Natalie @ Once Upon a Cutting Board says
I always stick to quinoa because it's easy and I know I like it, but there are definitely cases where a heartier grain is necessary, especially in stews! This is a great transition dish for winter to spring time!
dixya@food, pleasure, and health says
I am so looking forward to see more recipes using whole grains because thats one of my goal for this year. Groats sounds such a funny name for whole grains - loved the addition of mushroom!
Kiersten says
Yeah, I wanted to do one a month, but I totally failed at that! So far I've done wheatberries and groats. And quinoa if you count that as a grain, even if it technically isn't. 😉
a farmer in the dell says
leeks and mushrooms are best friends in my kitchen 🙂 this soup sounds absolutely amazing!

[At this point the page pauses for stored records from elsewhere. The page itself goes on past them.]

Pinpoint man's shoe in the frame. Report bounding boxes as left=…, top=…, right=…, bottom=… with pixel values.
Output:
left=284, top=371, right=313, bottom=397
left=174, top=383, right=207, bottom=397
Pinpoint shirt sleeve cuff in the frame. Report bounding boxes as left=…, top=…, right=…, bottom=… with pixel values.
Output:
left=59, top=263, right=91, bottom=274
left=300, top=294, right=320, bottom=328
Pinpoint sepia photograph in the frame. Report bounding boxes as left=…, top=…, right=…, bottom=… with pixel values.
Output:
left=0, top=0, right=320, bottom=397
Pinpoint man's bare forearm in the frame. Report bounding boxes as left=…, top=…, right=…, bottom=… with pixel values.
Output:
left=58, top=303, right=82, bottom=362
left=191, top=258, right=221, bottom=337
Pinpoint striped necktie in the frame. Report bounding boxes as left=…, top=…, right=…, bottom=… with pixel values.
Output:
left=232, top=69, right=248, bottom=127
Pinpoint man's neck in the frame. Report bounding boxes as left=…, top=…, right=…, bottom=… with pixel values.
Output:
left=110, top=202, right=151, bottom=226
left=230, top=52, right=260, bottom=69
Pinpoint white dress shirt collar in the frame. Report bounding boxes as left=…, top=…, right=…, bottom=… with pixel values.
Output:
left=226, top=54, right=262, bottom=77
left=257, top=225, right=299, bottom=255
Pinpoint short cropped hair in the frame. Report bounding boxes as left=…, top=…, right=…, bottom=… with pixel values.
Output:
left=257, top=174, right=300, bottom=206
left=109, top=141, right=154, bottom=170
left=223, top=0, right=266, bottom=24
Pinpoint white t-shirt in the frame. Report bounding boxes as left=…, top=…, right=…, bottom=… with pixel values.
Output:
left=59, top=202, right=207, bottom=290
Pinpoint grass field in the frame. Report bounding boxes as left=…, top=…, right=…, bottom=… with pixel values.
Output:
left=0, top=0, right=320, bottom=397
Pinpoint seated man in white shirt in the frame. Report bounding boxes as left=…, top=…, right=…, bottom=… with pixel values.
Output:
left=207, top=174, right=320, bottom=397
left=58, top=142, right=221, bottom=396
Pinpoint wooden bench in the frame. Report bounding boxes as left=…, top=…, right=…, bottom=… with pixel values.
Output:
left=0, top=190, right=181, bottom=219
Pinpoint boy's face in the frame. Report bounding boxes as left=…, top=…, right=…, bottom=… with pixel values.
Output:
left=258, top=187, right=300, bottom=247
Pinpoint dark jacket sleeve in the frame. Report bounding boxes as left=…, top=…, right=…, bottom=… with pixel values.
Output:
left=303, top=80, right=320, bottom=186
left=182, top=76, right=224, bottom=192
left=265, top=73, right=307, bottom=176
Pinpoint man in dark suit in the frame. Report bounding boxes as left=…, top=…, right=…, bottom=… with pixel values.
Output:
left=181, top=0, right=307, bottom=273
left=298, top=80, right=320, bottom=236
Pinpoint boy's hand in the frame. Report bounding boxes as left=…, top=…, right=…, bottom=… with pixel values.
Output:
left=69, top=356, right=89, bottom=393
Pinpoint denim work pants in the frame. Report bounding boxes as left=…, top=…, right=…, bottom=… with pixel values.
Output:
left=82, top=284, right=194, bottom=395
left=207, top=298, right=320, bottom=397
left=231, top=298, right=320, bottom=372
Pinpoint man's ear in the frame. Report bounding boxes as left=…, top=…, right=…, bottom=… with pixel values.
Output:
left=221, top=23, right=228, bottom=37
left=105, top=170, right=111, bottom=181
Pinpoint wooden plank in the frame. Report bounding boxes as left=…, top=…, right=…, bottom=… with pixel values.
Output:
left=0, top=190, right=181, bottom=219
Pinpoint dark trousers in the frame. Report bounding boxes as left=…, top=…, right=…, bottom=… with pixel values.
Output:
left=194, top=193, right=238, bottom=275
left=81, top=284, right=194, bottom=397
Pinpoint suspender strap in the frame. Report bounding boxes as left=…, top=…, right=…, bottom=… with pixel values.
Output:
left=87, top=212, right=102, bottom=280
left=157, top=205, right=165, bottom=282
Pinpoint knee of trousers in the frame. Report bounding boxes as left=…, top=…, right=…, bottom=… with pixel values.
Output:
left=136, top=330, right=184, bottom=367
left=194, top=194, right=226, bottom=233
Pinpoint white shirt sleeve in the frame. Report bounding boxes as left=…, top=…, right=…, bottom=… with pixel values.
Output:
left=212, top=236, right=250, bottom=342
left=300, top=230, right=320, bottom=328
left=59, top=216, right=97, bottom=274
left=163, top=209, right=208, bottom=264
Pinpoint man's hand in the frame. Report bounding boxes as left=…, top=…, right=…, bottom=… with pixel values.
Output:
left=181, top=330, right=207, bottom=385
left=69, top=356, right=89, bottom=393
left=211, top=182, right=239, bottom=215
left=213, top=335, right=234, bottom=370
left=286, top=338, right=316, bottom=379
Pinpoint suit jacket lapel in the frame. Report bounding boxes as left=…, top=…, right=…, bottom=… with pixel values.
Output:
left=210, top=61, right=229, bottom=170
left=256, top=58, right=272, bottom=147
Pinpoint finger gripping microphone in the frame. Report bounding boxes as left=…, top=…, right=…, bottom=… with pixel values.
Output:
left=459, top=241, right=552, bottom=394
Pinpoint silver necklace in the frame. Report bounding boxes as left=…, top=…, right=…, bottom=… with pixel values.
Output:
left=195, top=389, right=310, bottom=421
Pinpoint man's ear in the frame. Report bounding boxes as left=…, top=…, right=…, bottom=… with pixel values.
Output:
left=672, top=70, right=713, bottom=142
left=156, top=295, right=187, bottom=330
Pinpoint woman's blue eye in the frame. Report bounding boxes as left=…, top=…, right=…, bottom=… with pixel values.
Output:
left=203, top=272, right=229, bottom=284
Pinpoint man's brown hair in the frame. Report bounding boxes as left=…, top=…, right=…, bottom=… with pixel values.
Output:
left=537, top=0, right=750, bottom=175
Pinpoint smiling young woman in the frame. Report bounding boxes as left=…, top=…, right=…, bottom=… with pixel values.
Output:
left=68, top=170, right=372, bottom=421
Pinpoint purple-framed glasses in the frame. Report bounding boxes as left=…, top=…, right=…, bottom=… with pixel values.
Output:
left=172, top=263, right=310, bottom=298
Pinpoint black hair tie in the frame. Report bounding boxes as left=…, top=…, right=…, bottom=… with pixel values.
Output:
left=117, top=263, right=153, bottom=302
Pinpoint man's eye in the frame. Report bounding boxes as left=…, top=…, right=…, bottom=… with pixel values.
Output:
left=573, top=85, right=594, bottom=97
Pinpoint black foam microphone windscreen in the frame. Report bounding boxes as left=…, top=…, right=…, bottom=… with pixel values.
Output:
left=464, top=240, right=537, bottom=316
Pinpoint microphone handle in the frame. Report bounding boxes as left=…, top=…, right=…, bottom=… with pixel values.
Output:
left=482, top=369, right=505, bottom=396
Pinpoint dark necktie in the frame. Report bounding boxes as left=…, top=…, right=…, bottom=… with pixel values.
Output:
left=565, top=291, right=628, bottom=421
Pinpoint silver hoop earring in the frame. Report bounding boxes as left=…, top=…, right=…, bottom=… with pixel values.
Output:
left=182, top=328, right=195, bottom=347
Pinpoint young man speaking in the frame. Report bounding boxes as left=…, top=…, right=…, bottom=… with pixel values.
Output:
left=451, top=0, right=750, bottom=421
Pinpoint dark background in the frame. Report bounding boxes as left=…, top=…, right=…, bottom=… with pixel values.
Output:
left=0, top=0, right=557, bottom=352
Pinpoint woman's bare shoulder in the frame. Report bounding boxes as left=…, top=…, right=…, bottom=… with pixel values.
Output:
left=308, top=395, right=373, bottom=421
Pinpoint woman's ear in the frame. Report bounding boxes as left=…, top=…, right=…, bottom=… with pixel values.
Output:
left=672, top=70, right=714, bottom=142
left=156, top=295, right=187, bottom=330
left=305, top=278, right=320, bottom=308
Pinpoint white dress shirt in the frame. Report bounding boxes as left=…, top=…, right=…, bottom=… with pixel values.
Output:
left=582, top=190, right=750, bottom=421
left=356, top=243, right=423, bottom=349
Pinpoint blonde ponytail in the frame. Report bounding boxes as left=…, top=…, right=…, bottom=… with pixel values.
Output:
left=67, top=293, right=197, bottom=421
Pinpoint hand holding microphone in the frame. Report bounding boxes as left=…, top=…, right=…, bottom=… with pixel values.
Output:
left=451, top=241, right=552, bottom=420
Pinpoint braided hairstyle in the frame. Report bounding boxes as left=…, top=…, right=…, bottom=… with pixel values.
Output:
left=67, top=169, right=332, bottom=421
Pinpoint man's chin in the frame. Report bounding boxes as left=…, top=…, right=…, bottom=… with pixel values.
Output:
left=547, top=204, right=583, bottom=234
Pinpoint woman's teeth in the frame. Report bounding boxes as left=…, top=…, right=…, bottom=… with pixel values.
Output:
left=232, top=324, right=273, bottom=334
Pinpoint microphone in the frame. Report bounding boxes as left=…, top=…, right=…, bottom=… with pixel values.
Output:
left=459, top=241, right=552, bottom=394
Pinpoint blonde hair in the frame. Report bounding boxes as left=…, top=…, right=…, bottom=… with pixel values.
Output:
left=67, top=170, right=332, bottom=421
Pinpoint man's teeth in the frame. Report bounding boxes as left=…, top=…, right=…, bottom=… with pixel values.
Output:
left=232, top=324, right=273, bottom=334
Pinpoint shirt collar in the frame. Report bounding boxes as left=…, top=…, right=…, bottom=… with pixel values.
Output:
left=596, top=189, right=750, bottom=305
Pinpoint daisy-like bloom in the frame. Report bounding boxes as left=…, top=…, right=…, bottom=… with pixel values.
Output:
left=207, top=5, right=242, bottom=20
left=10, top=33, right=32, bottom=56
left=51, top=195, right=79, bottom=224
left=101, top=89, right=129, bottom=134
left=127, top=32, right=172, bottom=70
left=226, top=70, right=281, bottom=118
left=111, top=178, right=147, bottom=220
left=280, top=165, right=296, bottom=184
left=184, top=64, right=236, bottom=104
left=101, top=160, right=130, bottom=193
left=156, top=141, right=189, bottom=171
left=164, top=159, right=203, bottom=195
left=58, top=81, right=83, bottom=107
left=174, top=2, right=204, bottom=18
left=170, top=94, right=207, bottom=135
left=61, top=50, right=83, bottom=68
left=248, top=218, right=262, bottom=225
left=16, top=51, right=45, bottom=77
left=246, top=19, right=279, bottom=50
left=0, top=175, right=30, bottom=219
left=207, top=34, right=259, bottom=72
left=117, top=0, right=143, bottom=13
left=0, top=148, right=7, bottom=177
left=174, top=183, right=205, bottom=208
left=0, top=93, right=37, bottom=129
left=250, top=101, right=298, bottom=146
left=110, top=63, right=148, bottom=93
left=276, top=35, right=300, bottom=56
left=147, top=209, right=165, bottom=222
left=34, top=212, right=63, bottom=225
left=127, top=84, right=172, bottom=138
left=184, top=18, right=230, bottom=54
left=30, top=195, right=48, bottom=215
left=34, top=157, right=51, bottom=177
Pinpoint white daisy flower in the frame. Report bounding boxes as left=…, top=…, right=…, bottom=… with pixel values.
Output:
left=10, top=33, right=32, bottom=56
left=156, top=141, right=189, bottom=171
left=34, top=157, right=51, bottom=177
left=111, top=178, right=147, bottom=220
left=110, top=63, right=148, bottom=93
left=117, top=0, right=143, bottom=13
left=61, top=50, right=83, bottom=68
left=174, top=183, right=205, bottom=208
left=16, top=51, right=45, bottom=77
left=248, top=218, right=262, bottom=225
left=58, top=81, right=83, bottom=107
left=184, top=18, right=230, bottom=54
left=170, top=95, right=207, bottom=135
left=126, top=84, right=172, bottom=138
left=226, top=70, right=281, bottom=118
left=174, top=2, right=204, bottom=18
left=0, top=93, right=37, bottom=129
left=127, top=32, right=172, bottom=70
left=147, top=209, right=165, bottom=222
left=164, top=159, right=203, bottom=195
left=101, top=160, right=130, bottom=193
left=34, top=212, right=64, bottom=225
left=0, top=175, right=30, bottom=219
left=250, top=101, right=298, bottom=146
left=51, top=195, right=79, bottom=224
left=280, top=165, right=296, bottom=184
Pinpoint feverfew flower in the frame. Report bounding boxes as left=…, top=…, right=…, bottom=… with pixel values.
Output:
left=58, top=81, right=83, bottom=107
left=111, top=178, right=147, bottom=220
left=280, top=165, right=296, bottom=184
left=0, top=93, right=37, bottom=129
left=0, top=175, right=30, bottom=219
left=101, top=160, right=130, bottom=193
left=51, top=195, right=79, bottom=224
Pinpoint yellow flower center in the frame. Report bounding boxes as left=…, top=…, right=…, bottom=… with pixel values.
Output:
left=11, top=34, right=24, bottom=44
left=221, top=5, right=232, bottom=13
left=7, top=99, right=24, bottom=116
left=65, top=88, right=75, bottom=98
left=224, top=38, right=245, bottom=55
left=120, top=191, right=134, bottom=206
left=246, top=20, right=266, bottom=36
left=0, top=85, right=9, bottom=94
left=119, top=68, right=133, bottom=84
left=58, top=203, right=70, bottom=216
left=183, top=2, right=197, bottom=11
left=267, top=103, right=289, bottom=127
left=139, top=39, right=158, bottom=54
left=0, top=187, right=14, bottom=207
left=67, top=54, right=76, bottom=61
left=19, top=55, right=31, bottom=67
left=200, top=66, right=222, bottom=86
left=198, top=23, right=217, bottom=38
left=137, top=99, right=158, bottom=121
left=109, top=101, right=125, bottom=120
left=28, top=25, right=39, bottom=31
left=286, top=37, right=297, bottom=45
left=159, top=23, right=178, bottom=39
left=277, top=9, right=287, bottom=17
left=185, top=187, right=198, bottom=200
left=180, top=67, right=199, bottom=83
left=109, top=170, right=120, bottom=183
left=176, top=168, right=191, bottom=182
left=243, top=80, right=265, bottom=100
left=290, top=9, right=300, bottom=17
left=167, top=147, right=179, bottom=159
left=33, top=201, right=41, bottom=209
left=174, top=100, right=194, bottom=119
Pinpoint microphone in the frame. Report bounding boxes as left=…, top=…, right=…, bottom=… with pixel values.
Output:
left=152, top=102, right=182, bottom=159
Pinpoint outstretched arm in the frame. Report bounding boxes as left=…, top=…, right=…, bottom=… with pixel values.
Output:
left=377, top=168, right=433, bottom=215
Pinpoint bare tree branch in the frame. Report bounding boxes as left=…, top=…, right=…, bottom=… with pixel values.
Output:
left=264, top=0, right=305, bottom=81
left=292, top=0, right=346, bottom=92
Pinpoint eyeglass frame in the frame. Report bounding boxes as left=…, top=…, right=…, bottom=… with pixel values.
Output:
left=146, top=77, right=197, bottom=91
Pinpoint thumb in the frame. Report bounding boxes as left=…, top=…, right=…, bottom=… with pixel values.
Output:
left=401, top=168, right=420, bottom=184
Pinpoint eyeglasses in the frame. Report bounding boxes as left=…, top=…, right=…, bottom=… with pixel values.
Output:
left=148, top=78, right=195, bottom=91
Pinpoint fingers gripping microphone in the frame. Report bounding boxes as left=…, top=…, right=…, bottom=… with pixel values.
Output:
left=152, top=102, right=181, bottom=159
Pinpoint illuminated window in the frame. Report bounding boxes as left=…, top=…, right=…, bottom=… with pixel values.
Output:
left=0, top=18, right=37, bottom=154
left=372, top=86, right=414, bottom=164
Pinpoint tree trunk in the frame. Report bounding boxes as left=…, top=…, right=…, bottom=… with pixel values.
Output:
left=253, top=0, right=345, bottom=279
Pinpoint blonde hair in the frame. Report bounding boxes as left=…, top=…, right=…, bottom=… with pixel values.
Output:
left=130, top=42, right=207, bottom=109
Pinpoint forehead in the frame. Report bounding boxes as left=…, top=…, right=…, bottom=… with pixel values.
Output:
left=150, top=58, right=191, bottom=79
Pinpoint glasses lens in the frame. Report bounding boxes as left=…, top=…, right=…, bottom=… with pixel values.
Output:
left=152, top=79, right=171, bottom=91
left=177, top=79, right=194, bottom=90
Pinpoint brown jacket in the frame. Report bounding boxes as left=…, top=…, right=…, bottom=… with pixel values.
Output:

McKel | Nutrition Stripped says
I'm a huge fan of mushrooms and leeks! This recipe looks amazing girl! 😉
ashley - baker by nature says
I've been on a mission for YEARS now trying to get my man to become a 'shroom lover! This stew will be my next attempt (although part of me hopes he doesn't eat it so I can it it ALL!!!).
Kiersten says
People who hate mushrooms REALLY seem to hate mushrooms, don't they? Good luck!
Brenda Williams says
This sounds so good! I love mushrooms so this stew would be a hit!
vegeTARAian says
Oh that looks wonderful, I can certainly see myself enjoying that on a cold night
Cassie | Bake Your Day says
This is fabulous, Kiersten! As much as I loved the last mushroom soup, I'm sure this one will be a big hit too!
Caitlin says
i LOVE LOVE LOVE mushrooms in soup. they make any soup a billion times better. totally digging this dish and i am putting it on my "must make asap" list. i never tried buckwheat groats, so i'm excited to check them out!
ps- i would have bought those mushrooms because of the package, too 😛 i can't resist a sassy mushroom.